Supporters of this theory point to several students international students in Oneida Hall who have requested rooms in Hart Hall, but have been denied. "A number of international students were put in Oneida who want to be in Hart," Burch said. "They are keeping IST students out of Hart and the non-IST students in."
"I had two international students come up to me, one of them in tears, who were living in Oneida," said Student Association President Christina Ballesteros. "They were just extremely uncomfortable… I made sure that they got on the waiting list, which they are now. It’s really up to Res. Life to push that… We’re really waiting on that right now."
But Gurdeep Skolnik, assistant director of International Student and Scholar Services, said that international students living in Oneida were given their choice of residence halls and specifically requested Oneida when applying for housing on Oswego State’s campus. She confirmed that there were six international students living in Oneida Hall.
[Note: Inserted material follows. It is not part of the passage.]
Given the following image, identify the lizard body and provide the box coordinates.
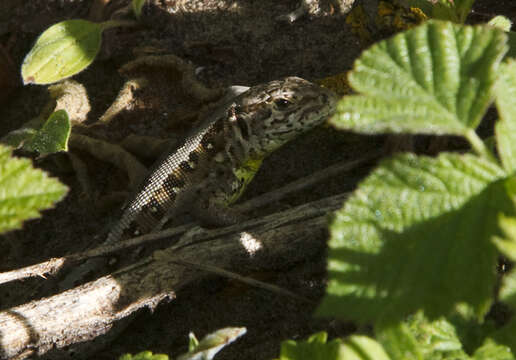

Still the decision leaves questions for many. "I can’t really say what’s going on in Res.Life," Parsons said. "But do I think this is all about numbers of students overbooked? I don’t think so. There were other possible solutions to this problem and I suggested some." "If Res. Life cares about the IST program, it will act quickly to rebuild the integrity of the program," Burch said. "I ask them to prove that they support the program by taking immediate action on this issue." For his part, Kolenda denies any attempt to dissolve Hart’s IST program. "That has not ever been a thought, that we wanted to kill the program," said Kolenda. "However, the program began in 1998 and maybe what needs to happen is to revitalize the program, I don’t know…If students are not signing up for it maybe we need to find out what students do want… It’s not that we want to get rid of it; it’s that we want to make it right for students."
How all of this is going to affect students living in Hart is still largely unknown.The consensus remains though that tripling more rooms instead of putting students in Hart seem to the worst case scenario for everybody. "There was no room for us anywhere else…so why have two floors of free rooms when we’d be living in triples right now over on the other side of campus?" asks Justin Mastrangelo, a recent transfer from Finger Lakes Community College who said he felt unwelcome in Hart Hall. "I don’t mean them any harm. I didn’t want to live here, but I’m settled now and I’d like to be accepted as a neighbor to everybody else, just like I have accepted all of them."